Gigabit NAS (running CoreOS)

(2016-11-21)

tl;dr: I upgraded from a qnap TS-119P to a custom HTPC-like network storage solution. This article outlines what my original reasoning was for the qnap TS-119P, what I learnt, and with what solution precisely I replaced the qnap.

A little over two years ago, I gave a (German) presentation about my network storage setup (see video or slides). Given that video isn’t a great consumption format when you’re pressed on time, and given that a number of my readers might not speak German, I’ll recap the most important points:

  • I reduced the scope of the setup to storing daily backups and providing media files via CIFS.
    I have come to prefer numerous smaller setups over one gigantic setup which offers everything (think a Turris Omnia acting as a router, mail server, network storage, etc.). Smaller setups can be debugged, upgraded or rebuilt in less time. Time-boxing activities has become very important to me as I work full time: if I can’t imagine finishing the activity within 1 or 2 hours, I usually don’t get started on it at all unless I’m on vacation.
  • Requirements: FOSS, relatively cheap, relatively low power usage, relatively high redundancy level.
    I’m looking not to spend a large amount of money on hardware.
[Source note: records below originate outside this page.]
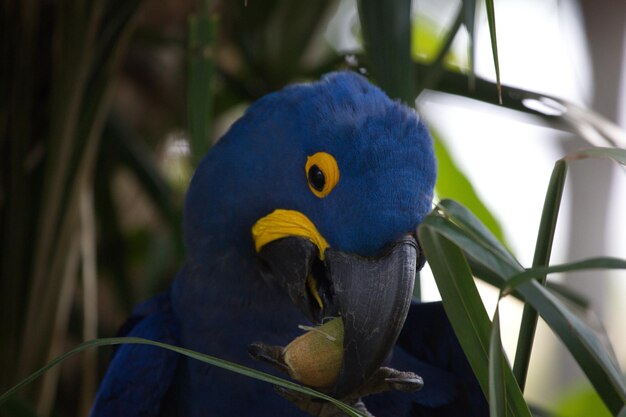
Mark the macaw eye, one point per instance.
(322, 173)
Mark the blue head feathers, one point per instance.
(382, 150)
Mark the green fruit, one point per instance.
(315, 358)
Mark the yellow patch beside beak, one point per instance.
(286, 223)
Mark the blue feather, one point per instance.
(219, 303)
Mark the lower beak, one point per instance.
(371, 295)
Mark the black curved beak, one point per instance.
(372, 295)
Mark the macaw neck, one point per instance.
(223, 303)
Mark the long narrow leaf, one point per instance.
(497, 389)
(543, 250)
(201, 39)
(469, 14)
(220, 363)
(386, 28)
(491, 17)
(465, 309)
(586, 347)
(593, 263)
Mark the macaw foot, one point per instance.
(320, 408)
(384, 379)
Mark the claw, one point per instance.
(272, 355)
(317, 407)
(389, 379)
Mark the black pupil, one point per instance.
(316, 178)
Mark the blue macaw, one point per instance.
(306, 209)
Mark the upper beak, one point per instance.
(372, 295)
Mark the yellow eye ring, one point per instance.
(322, 173)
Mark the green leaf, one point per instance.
(211, 360)
(465, 309)
(497, 390)
(452, 183)
(469, 14)
(491, 17)
(202, 34)
(585, 346)
(616, 154)
(466, 230)
(543, 249)
(463, 229)
(582, 402)
(386, 28)
(532, 273)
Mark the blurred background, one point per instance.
(107, 105)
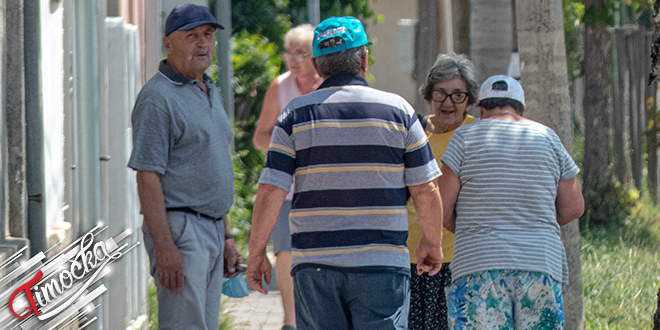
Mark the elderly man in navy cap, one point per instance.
(181, 152)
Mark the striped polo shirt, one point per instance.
(505, 212)
(352, 149)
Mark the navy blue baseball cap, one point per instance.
(187, 17)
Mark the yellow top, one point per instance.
(438, 143)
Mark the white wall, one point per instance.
(52, 69)
(385, 50)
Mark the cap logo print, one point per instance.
(331, 32)
(500, 86)
(332, 42)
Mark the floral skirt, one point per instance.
(428, 306)
(505, 299)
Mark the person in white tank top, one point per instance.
(299, 80)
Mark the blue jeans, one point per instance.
(330, 299)
(196, 306)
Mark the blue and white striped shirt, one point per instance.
(505, 212)
(352, 150)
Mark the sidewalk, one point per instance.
(256, 311)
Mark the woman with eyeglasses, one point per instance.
(450, 90)
(299, 80)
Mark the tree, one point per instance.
(545, 79)
(596, 174)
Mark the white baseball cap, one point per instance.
(503, 87)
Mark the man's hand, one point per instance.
(259, 265)
(233, 258)
(429, 257)
(169, 267)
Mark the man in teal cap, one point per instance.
(354, 150)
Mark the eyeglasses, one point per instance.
(441, 96)
(295, 57)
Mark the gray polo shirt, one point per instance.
(185, 135)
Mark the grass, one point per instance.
(621, 271)
(620, 286)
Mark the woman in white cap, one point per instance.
(508, 184)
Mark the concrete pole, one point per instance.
(225, 65)
(15, 116)
(86, 103)
(34, 129)
(4, 186)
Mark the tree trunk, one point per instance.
(656, 316)
(596, 120)
(545, 80)
(491, 26)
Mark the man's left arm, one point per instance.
(266, 210)
(231, 253)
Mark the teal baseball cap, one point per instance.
(338, 33)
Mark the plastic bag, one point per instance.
(235, 287)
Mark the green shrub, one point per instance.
(256, 64)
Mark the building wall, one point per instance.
(388, 74)
(52, 64)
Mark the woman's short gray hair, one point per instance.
(343, 61)
(449, 67)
Whenever I do spend a lot, I feel pressured to get the most out of my purchase and use the hardware for many years. However, I find it more satisfying to be able to upgrade more frequently — just like the update this article is describing :).
    With regards to redundancy, I’m not content with being able to rebuild the system within a couple of days after a failure occurs. Instead, I want to be able to trivially switch to a replacement system within minutes. This requirement results in the decision to run 2 separate qnap NAS appliances with 1 hard disk each (instead of e.g. a RAID-1 setup).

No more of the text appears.